The Cambrian explosion, unlike its name suggests wasn't an explosion and it certainly wasn't a fast explosion. It refers to a period of about 50 million years over which we see an increasing number of species in the fossil record.

There can be several reasons for this.

Such as increasing oxygen in the Earth's atmosphere, the Earth's early atmosphere contained no free oxygen, all the oxygen in the atmosphere is produced by photosynthesis and this has been steadily increasing over billions of years.

Or an earlier extinction event such as the Ediacaran mass extinction. Life often rebounds with relatively rapid diversification after an extinction event to fill all the available niches. Just look out how mammals have diversified after the extinction of the dinosaurs.

The evolution of skeletons, many species in the pre-Cambrian were soft bodied creatures, in the Cambrian we start to see increasing numbers of creatures with exoskeletons like trilobites (pictured below), this could be due to increasing numbers of animals with hard parts, but it can also simply be an artefact of fossilisation - animals like trilobites fossilise much easier than animals like jellyfish, simply because of their skeletons.

Trilobite

Or something simple like increasing size of planktonic animals, which being larger would have fallen faster to the sea floor when they died could have opened up all new niches deeper in the oceans, which life diversified to fill.

And so on. In science very rarely is one thing the answer, its often a combination of multiple things working together.

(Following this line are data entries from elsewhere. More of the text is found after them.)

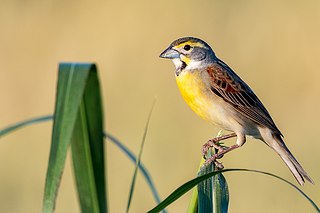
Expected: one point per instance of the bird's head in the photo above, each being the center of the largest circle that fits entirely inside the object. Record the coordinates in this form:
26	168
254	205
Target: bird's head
189	53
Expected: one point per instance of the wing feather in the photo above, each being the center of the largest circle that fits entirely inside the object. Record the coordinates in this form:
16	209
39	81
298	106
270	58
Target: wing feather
228	85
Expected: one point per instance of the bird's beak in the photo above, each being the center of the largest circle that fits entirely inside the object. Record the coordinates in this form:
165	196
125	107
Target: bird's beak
170	53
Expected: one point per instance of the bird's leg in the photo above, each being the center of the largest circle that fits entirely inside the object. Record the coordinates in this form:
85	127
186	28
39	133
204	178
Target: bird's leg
215	144
219	155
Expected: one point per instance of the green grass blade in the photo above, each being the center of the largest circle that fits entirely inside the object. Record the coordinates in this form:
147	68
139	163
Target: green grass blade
142	168
110	137
88	149
190	184
21	124
139	158
72	83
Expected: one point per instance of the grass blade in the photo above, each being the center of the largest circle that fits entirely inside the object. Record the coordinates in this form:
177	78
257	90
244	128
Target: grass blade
21	124
192	183
142	168
88	149
72	85
139	159
110	137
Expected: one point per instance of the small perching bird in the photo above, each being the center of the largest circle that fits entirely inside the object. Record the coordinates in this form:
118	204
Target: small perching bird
217	94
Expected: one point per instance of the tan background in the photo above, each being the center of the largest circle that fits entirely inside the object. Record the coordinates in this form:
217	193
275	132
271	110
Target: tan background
273	45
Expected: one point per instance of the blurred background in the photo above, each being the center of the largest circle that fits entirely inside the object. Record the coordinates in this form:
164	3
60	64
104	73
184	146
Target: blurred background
273	45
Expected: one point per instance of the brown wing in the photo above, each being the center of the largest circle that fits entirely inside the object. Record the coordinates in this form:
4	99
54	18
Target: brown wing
228	85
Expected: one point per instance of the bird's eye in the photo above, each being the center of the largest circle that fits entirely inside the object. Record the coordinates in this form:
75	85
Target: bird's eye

The Cambrian explosion certainly isn't evidence for a biblical 6 day creation like you imply.

i mean there were single celled organisms them boom? fossils of almost every species created or known to man? amazing

Sorry Mike, you're wrong. Dead wrong.

There was multi-cellular life before the Cambrian, most if not all of it was soft-bodied, like jellyfish and worms.

Lastly, fossils of *almost* every species known to man? Do you even know what life was alive in the Cambrian? Obviously not as you're trying to imply that all animals and plants suddenly appeared in the Cambrian, they didn't. No animal or plant you'd recognise today was alive in the Cambrian, there were no land animals, no land plants, all life was in the oceans. What we do find are animals like trilobites and opabinia as shown below.